Peter had been a failure, but Jesus made him into a pastoral leader. In this letter, Peter writes to Christians who needed encouragement, just as Jesus had encouraged him in the past (Matthew 16:18). Many believers had been scattered because of persecution; living as refugees away from home and family, adjusting to a different Christless culture in, what is now, Northern Turkey. Although they were scattered, they were not abandoned: although they might not feel ‘at home’ where they lived, they still belonged to God, part of His family and precious to Him.
Peter starts by explaining that they can trust what he says – because he is an accredited apostle of Jesus Christ. Jesus personally commissioned him to be one of the ‘founding apostles’ – to go in Christ’s Name to teach the truth about Jesus and help lead the church (Matthew 28:19-20). Previously, however, Peter often misunderstood Jesus, made some big mistakes (Matthew 16:21-23), and catastrophically denied that he even knew Jesus (Matthew 26:69-75) . But, after the resurrection, Jesus reassured Peter of His loving forgiveness and recommissioned him to feed the church with truth (John 21:15-19).
Peter understood the pressure of isolation, failure and persecution; but also, the grace of Christ to forgive and restore him. So, he also wanted to reassure the scattered believers that that they were God’s chosen people who were very special to Him. That encouraging truth is one of the themes of this letter (1 Peter 1:1; 1:3; 2:4; 2:9). And as Christ’s representatives in their towns and workplaces, they were encouraged to know His calling to announce the gospel of grace and forgiveness (1 Peter 2:9-10), and to live in such a way that validated the gospel (1 Peter 2:11-12).
In our age, with so many ‘spiritual voices’ around us, we also will go astray, misinterpreting the Old Testament and misunderstanding the gospel of what Jesus said and did.

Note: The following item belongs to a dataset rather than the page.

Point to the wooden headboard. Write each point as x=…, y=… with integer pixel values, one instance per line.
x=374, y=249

We need apostolic teaching (Acts 2:42) to define godly belief and behaviour. While family tradition and church cultures may be helpful, every generation must check what they believe against the Apostles’ teaching. A hunger to do this indicates spiritual health, like a baby who eagerly drinks its milk (2 Peter 2:2) . That is especially true when working away from home, feeling alone or experiencing opposition because you love Jesus. You may feel distant, but like Peter’s original letters, God has carefully arranged for His Word to reach you where you are – urging you to trust His love and stay close to Him, and teaching you how to live to please Him. Let this apostolic letter help you live confidently as His precious person, wherever you may be today. In that way you will be a light in a confused world where flickering lights promise what they can never fulfil, and darkness futilely threatens to extinguish eternal truth.Dear Lord God. Thank You for appointing Apostles with the authority to tell me what is true about Jesus. Please forgive me for the times I have listened to other supposedly spiritual voices, to my own desires and the world’s demands. Please give me a renewed hunger to be a good disciple of Jesus by eagerly learning what You have to teach me; and with Your Spirit’s help, grow in confidence to live and serve You as a Christian, even if others reject You. In Jesus’ Name. Amen.